Prevent OWASP A10:2021 (SSRF) by validating and restricting all outbound HTTP requests. Attack vector: Attacker tricks server into fetching internal URLs (AWS metadata 169.254.169.254, internal services, bypass firewall). Layered defense: (1) Allowlist domains: const ALLOWED_HOSTS = ['api.example.com', 'cdn.example.com']; const url = new URL(input); if (!ALLOWED_HOSTS.includes(url.hostname)) throw new Error('Forbidden host'). (2) Blacklist private IPs: Reject 127.0.0.1, 10.0.0.0/8, 192.168.0.0/16, 169.254.0.0/16 (AWS IMDS), 172.16.0.0/12, ::1. Use library: is-private-ip. (3) Protocol validation: Only allow https://, reject file://, gopher://, ftp://. (4) Cloud metadata protection: Enforce IMDSv2 (require HTTP tokens) on AWS EC2 instances. (5) Network egress controls: Use firewall rules, run in isolated VPC with strict outbound rules. (6) Timeout limits: Prevent hanging on internal endpoints. Never: fetch(userInput) without validation. 2025 best practice: Implement defense-in-depth with allowlists + network controls.

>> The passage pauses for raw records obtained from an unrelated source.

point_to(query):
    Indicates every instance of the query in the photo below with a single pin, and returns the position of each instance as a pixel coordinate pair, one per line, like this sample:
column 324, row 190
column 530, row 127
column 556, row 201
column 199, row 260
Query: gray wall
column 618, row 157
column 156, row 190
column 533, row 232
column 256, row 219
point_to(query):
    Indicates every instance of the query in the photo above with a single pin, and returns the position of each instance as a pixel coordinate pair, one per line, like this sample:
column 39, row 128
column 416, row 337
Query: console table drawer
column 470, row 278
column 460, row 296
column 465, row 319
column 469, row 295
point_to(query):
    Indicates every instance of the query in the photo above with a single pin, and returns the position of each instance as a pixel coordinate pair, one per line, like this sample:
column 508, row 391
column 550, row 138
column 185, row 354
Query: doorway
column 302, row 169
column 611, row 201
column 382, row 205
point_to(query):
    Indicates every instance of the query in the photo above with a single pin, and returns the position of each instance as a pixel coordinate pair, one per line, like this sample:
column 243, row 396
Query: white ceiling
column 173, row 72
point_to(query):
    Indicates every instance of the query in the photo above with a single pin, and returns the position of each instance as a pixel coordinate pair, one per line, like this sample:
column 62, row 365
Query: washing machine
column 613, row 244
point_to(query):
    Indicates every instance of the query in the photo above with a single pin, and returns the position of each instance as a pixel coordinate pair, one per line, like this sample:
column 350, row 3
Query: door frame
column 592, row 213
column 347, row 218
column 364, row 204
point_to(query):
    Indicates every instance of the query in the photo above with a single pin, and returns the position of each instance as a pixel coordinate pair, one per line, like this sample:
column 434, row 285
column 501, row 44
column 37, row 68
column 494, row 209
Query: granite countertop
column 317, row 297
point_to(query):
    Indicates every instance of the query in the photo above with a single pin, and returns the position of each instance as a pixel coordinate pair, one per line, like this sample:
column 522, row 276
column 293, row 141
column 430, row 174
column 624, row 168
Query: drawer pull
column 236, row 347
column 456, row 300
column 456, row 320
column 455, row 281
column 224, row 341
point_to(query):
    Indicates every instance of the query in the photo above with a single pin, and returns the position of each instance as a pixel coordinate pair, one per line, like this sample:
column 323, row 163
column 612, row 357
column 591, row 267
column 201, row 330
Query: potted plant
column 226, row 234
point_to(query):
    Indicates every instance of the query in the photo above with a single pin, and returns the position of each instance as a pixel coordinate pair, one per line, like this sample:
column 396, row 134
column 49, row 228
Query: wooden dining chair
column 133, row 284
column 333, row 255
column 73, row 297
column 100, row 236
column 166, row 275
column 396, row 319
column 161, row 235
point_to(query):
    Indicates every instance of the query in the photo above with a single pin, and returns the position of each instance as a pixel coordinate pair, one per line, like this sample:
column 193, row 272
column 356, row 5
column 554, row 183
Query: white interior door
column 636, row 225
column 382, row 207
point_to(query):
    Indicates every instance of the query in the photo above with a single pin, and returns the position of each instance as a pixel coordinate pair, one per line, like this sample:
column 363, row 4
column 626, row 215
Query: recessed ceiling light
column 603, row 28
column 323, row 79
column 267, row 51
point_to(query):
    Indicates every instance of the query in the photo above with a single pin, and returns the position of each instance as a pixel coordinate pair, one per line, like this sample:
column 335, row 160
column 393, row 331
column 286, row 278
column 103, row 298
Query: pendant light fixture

Prevent XML External Entity (XXE) attacks by disabling external entity processing and DTD in XML parsers. XXE attack vector: Attacker sends XML with <!DOCTYPE> and <!ENTITY> declarations that read local files (/etc/passwd), trigger SSRF (http://internal), or cause DoS (billion laughs attack). Node.js has no native XML parser - use third-party libraries securely. Safe configurations: (1) xml2js (safe by default): const parser = new xml2js.Parser(); - external entities disabled by default. (2) fast-xml-parser: const parser = new XMLParser({processEntities: false, allowBooleanAttributes: false, ignoreAttributes: false}). (3) libxmljs (UNSAFE by default): MUST explicitly disable: libxmljs.parseXml(xml, {noent: false, dtdload: false, dtdvalid: false}). 2025 best practice: Prefer JSON over XML (eliminates XXE risk entirely). If XML required: Disable DTD processing, disable external entities, validate against strict XSD schema, sanitize all inputs. Recent 2025 attacks target cloud apps and APIs with insecure XML parsers.